O segredo sujo das seguradoras: como os algoritmos decidem quem paga mais pelo seguro auto

O segredo sujo das seguradoras: como os algoritmos decidem quem paga mais pelo seguro auto
Imagine que está a conduzir pela A5, cumpre todos os limites de velocidade, e de repente recebe uma notificação no telemóvel: o seu seguro automóvel aumentou 15%. Não cometeu nenhuma infração, não teve acidentes. O que aconteceu? Bem-vindo ao mundo obscuro dos algoritmos de seguros, onde os seus dados pessoais valem mais do que o seu histórico de condução.

Nas redações de jornais como o Observador e o Jornal Económico, começam a surgir histórias de condutores perplexos. Um relatório recente do ECO Sapo.pt revelou que as seguradoras portuguesas estão a comprar dados de localização de aplicações de telemóvel, hábitos de compra online e até informações de redes sociais. Tudo para alimentar máquinas que preveem riscos de forma cada vez mais intrusiva.

O problema, como aponta a Revista dos Seguros, é que estes sistemas são caixas negras. Ninguém sabe exactamente como funcionam. Um condutor de 25 anos que vive no centro de Lisboa pode pagar o dobro de um condutor de 40 anos no Algarve, mesmo com carros idênticos e históricos limpos. A discriminação algorítmica tornou-se a nova fronteira da desigualdade no sector automóvel.

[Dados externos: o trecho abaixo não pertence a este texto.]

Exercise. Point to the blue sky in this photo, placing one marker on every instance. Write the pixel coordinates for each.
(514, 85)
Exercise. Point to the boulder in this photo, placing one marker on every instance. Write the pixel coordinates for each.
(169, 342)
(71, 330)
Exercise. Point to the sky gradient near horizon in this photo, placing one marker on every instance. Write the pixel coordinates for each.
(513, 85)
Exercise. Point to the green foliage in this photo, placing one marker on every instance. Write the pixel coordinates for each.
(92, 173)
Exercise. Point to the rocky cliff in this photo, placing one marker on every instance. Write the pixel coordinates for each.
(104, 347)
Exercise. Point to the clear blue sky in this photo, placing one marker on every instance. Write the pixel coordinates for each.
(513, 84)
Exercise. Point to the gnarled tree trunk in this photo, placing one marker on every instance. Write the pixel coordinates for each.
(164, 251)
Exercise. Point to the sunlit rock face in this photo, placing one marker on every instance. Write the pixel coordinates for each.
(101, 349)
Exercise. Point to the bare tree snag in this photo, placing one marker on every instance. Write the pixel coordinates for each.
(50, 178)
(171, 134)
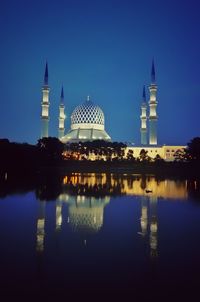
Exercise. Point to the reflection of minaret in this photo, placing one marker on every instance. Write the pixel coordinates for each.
(143, 117)
(153, 226)
(58, 215)
(45, 105)
(62, 116)
(40, 227)
(143, 219)
(152, 109)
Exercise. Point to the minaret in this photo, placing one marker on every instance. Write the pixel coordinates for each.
(62, 116)
(143, 117)
(152, 109)
(45, 105)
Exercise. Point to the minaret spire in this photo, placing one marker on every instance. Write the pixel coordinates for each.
(62, 116)
(153, 74)
(144, 94)
(45, 105)
(46, 75)
(62, 95)
(143, 118)
(152, 108)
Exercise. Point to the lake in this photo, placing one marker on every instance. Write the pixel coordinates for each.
(100, 235)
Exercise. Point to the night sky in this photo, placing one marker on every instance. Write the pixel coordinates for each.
(102, 48)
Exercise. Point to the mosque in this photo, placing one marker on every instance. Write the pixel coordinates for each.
(88, 122)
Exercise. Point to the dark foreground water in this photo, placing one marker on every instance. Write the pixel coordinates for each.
(100, 236)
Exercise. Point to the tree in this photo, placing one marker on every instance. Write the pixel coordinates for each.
(143, 156)
(130, 156)
(180, 155)
(51, 148)
(158, 159)
(193, 150)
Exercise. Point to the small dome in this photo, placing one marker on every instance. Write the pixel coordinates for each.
(87, 113)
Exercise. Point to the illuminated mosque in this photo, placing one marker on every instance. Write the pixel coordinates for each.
(88, 122)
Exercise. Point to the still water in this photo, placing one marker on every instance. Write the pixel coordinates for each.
(100, 235)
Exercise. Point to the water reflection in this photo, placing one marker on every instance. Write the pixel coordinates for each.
(106, 228)
(86, 196)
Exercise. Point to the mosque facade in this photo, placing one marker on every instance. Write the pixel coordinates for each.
(88, 122)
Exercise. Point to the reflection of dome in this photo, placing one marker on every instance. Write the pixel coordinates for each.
(86, 213)
(86, 220)
(87, 124)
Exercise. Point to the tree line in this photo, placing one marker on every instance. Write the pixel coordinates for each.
(50, 151)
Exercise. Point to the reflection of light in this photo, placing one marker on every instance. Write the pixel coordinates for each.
(58, 216)
(130, 184)
(143, 220)
(40, 235)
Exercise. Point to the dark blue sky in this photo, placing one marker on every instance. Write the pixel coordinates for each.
(102, 48)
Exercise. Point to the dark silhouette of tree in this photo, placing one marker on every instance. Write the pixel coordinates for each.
(158, 159)
(130, 156)
(51, 148)
(180, 155)
(143, 157)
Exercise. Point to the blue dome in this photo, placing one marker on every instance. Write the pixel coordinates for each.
(87, 113)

Enquanto isso, sites especializados como o Razão Automóvel alertam para outro fenómeno: a subida galopante dos prémios. Em 2024, os seguros automóveis aumentaram em média 8,7% em Portugal, segundo dados do Automais.pt. A inflação justifica parte do aumento, mas especialistas apontam para estratégias agressivas de precificação baseada em perfis de risco cada vez mais detalhados.

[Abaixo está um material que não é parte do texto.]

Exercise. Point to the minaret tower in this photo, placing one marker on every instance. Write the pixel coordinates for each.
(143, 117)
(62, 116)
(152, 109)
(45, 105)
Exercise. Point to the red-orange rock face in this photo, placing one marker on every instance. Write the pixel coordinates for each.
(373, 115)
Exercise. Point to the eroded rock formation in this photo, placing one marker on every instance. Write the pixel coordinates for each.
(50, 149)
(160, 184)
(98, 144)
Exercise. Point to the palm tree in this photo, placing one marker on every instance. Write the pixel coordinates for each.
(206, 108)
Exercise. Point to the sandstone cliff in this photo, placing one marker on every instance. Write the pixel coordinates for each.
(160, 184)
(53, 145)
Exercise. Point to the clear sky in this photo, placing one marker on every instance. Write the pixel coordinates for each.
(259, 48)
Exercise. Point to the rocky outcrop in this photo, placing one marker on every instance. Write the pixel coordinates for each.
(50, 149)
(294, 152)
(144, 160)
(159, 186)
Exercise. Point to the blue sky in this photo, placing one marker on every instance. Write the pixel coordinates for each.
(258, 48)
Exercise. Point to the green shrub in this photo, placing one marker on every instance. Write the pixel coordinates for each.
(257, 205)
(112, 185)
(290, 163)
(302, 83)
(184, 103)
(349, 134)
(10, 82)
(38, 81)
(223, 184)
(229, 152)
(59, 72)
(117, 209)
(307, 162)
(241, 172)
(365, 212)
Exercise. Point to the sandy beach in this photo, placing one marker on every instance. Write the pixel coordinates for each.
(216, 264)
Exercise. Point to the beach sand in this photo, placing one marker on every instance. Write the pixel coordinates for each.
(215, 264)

Mas há luz no fim do túnel. A nova directiva europeia sobre serviços digitais começa a impor transparência. As seguradoras terão de explicar, de forma clara, como calculam os prémios de cada cliente. Não será suficiente dizer 'o algoritmo decidiu'. Terão de revelar que factores pesaram mais na decisão: a zona de residência, a idade, o modelo do carro ou dados comportamentais recolhidos à sua revelia.

O mais preocupante, investigámos, é que muitos portugueses nem sabem que estão a ser vigiados. Aceitam termos e condições sem ler, permitem o acesso à localização por conveniência, e depois surpreendem-se com aumentos inexplicáveis. A literacia digital em matéria de seguros está anos-luz atrás da tecnologia disponível.

E o que fazer enquanto consumidor? Primeiro, questione. Peça à sua seguradora que explique detalhadamente como chegou ao prémio que lhe está a cobrar. Segundo, compare. Use comparadores online, mas tenha em atenção que muitos são propriedade de grupos seguradores. Terceiro, proteja os seus dados. Reavalie as permissões que dá a aplicações no seu telemóvel, especialmente as relacionadas com localização.

O futuro dos seguros automóveis em Portugal está numa encruzilhada. Podemos seguir o caminho da vigilância total, onde cada quilómetro percorrido é analisado e monetizado. Ou podemos exigir um modelo mais justo e transparente, onde o prémio reflecte realmente o risco da condução, não o perfil digital do condutor.

Nas próximas semanas, esta investigação continuará. Vamos mergulhar mais fundo nos contratos das seguradoras com empresas de tecnologia, analisar casos concretos de aumentos suspeitos, e entrevistar os reguladores que deviam estar a proteger os consumidores. Porque quando se trata do seu seguro automóvel, o que não sabe pode custar-lhe centenas de euros por ano.